There was a large, square, barn-like structure, known as The Joss House. That place served the Chinese mineworkers as a social hall and a religious center. On the inside, large pictures of the various Chinese gods lined the walls. The area in the front of the Joss house was reserved for celebrations of the Chinese New Year.
We know, because from conversations between Elem Captain James Brown and Archaeologist John Parker, the Chinese workers, from time to time, were on Rattlesnake Island. The presence of parts from two Chinese Brown Glazed Stoneware food vessels suggests that Chinese, possibly from the mainland, at least visited the island. This notion is supported by the existence in historical times of matrimonial ties between this group and local Indians.
Henry Mauldin observed: ‘During the days of the Sulfur Bank Mine when there were a number of Chinese working there, it was the custom for them to make up a concoction of skunk gall and rattlesnake fat. The Orientals did not care to find their own live ingredients but would pay twenty-five cents each for skunks or rattlesnakes. White boys, living at the mine, found no trouble to row over to Rattlesnake Island come back with a reptile or two.’
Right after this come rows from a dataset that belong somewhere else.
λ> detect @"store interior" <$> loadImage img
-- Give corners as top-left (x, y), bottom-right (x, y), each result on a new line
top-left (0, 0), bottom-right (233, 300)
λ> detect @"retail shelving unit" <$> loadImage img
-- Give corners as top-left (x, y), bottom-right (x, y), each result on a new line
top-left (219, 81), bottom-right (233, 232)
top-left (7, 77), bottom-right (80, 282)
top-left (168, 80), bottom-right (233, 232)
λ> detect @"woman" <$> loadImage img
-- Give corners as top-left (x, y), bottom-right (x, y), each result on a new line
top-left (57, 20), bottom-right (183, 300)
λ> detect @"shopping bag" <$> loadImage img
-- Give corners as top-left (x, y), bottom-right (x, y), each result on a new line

Originally mined for Borax, Sulfur Bank produced a million tons of Sulfur in four years from 1875 to 1879. When sulfur mining became too much of a problem because of contamination by mercury or Cinnabar, as the ore is called, it reopened as the Sulfur Bank Quicksilver Mining Company, headed by Tiburcio Parrott.
Parrott challenged the ‘No Chinese’ law. With an average of 550 workers in the mine, Parrott was not about to let the unconstitutional law pass without a fight. Parrott was arrested and tried by a Federal Court. When the trial ended, and the dust settled, the court found that the State Statute was in violation of the Fourteenth Amendment to the Constitution and a violation of the Burlingame Treaty between the U.S. and China. It was a huge Civil Rights victory that, finally, gave the Chinese the right to work.